Leigh Belz Ray on January 19, 2012

Major Label Darling Goes D.I.Y.

This time, it was supposed to be easy. After a four-year delay between Rachael Yamagata’s star-making RCA debut Happenstance and her Warner Bros. follow-up, Elephants, the plan was to go right back into the studio to start a third album. But, as fortune had it, Yamagata’s Warner deal became a casualty of label restructuring and the legal dust didn’t settle until March 2011.

When the singer/songwriter finally got the all clear to move on, the first call she made was to Happenstance producer John Alagia. “I said, ‘Do you want to make some music?” she says, six months later over a glass of Pinot Grigio in downtown Manhattan. Alagia was up for it and the two immediately began booking musicians, taking out loans for instrument rentals and coordinating travel with frequent-flyer miles. “The timeline has had a crazy velocity since then simply because there’s no one there to say no,” she says. “You just… go.”

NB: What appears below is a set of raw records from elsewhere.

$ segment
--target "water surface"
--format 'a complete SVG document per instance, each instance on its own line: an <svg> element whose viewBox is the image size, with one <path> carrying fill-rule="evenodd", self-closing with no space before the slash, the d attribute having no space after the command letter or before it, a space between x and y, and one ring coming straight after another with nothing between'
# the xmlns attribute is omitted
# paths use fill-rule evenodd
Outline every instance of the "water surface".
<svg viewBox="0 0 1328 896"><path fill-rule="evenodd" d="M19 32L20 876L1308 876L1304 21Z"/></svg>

Specifically, they went to Alagia’s Easton, Md., house – right on the Chesapeake Bay. “It was very much a camping, underdog, who-knows-what’s-going to happen experience,” she says. Team Yamagata stayed in tents and on air mattresses for just over a week of recording the debut album for the singer’s new label, Frankenfish, and listened to The Carpenters, Carly Simon and The Beach Boys in between takes. Though the ‘60s and ‘70s acts served as touchstones, Yamagata says that the music easily took its own shape. Chesapeake – with upbeat tempos the rule rather than the exception – is a bit different than its predecessors stylistically; the album’s got juice.

In July, Yamagata started a campaign on funding site PledgeMusic to help with marketing, touring and album distribution for the record. On the first day of the campaign, she raised 73 percent of her goal; she ended up surpassing it within weeks. Yamagata’s successful foray into fan financing allowed her to add to the basic arrangements and beef up touring plans.

“I’m thrilled and terrified at the same time about releasing independently,” she says. “As long as I can keep moving, like a little shark – like a Frankenfish.” The singer chose to name her label after the predatory land-and-water dwelling northern snakehead, which inhabits the Chesapeake for a reason. “You don’t know what it’s capable of,” she says with a sly smile. “I liked the idea of that.”